一応園芸部の部室である第三会議室で手早くジャージに着替え、髪を二つに分けて三つ編みにし、ヘアピンで簡単なまとめ髪にする。
貴重品と軍手、本日使用する備品をポケットに入れ、用具倉庫に向かおうと立ち上がったところで先輩が緩い挨拶をしながら室内へ入って来た。
「おーす、今日は早ぇな。ちょい待ち、直ぐ着替えっから」
「おはようございます、じゃあ外で待ってますね」
「別にここ居てもいーのよ?」
「じゃあ先に行ってますね」
「嘘だろお前、ドーラでさえ40秒は待ってくれんのに」
部室に来るなり早々おかしな発言をする先輩に「じゃあ早くしてくださいね」と端的に返し、そのまま廊下に出る。
スマホを弄りながら待っていること数分後、カーキ色のTシャツにジャージのズボンを膝下に捲った先輩が脇腹を掻きながら出てきた。
「お、待、た、せ♡」
「.............」
「......夏初お前、たまにはノッてこいよ......」
「.......ううん、今来たところ♡?」
「ぶはっw最高w」
私の返しに先輩は可笑しそうにふきだす。
お互い妙にテンションが高い理由は、今日の部活内容にあった。
先日ずっと草むしりを頑張った長方形の花壇に、植える花がやっと納品されたのだ。
そして今日、その花々を一気に植えるのである。
ガーデニングのセンスが試される、園芸部の腕の見せどころだ。
「めい子がさ、今日は日差し強いから帽子かぶれって」
「じゃあ、麦わら帽子も借りてきましょう。用具倉庫にありましたよね?」
「あるある。あ、そういや今日小見と昨日のこと話してたんだけどよォ」
「......こみさん......」
「リベロな。ちっちゃい奴、ツーブロ」
廊下を歩きながら先輩と話し、かなりおざなりな説明ながらも小見さんの顔と名前を一致することが出来て小さく頷くと、「まあ、ちっちゃいっつっても夏初よりはでかいけどな」とフォローなのか補足説明なのかわからないことを付け加えた。
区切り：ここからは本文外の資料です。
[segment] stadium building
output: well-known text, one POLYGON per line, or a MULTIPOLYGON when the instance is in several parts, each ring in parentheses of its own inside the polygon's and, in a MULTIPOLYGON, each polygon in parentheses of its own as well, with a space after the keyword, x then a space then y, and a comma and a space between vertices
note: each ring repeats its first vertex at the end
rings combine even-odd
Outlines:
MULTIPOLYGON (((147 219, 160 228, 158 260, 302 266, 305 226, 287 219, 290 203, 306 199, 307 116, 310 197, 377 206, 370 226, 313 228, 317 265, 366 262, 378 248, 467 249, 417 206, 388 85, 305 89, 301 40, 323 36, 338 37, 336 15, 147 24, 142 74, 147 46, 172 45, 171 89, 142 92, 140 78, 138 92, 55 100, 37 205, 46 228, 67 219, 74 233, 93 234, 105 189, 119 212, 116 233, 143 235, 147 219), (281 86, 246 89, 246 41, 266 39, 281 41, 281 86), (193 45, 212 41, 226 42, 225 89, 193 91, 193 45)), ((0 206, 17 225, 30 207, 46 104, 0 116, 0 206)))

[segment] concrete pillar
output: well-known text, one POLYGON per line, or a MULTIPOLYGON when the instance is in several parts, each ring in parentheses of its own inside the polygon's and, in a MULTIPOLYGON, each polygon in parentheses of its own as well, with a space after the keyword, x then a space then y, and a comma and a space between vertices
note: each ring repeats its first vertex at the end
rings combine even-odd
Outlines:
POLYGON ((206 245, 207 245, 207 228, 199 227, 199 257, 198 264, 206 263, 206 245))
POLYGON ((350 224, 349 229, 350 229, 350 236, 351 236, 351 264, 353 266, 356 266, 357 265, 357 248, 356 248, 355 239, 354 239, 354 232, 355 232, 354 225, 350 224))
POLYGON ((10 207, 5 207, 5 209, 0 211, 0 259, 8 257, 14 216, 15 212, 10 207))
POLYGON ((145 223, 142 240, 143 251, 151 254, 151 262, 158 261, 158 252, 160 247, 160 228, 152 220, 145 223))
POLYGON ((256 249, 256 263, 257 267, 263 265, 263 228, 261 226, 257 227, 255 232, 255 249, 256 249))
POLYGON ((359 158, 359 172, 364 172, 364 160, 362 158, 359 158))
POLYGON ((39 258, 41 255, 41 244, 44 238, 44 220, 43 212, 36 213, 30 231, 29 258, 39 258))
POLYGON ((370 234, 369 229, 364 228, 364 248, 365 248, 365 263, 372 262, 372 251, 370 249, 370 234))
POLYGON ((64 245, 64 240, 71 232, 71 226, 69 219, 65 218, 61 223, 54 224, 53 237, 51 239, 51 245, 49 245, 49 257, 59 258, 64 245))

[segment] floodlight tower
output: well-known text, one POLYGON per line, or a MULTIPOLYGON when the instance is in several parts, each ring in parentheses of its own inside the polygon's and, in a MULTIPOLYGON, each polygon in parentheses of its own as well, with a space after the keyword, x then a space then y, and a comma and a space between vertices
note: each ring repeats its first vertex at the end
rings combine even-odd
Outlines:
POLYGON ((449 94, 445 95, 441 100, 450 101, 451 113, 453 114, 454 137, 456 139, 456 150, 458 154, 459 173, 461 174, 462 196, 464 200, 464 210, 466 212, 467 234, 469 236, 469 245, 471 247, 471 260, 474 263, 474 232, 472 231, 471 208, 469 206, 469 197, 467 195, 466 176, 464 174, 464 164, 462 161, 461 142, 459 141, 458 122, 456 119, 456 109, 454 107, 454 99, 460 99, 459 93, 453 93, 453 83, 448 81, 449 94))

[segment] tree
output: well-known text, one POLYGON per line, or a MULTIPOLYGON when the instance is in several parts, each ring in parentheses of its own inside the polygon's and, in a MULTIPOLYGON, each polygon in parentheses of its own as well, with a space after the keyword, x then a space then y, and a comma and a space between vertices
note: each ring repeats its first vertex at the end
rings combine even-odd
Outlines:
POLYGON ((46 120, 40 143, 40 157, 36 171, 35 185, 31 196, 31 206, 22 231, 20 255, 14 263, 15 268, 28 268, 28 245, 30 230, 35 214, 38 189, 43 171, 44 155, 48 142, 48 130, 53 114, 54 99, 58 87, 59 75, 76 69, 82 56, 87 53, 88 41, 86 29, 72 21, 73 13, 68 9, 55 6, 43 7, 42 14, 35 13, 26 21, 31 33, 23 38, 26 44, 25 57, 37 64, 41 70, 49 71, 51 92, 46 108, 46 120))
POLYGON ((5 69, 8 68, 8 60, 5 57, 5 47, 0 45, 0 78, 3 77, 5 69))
「なんか、俺らが帰ってから木兎大荒れだったらしいぞ。途中すげぇしょぼくれて大変だったって」
「......赤葦君にも、似たようなこと言われました」
「あ、そうなの?折角だし、木兎のしょぼくれモードも見ときたかったよな~。あ~、惜しいことをした」
「............」
隣りを歩く先輩は決して冗談ではなく本気で言っている。
他人の不調な時を見たがるなんて趣味が悪いと思ってしまうが、男の人って時々言葉の殴り合いでコミュニケーションを取るところがあるから、これもそういう一種なのだろうと勝手に思うことにした。
「でもま、結構面白かったしまた行けばいいわな。夏初ももう1回くらい見たいだろ?」
「.......そう、ですね......機会があれば......」
「じゃ、また観に行こうぜ、機会があれば」
「.............」
言葉を真似されてちらりと横目で先輩を見れば、立嶋先輩はまるで子供のように楽しそうに笑い、「今度俺もバレーしてぇな~」とふざけてスパイクのモーションを取る。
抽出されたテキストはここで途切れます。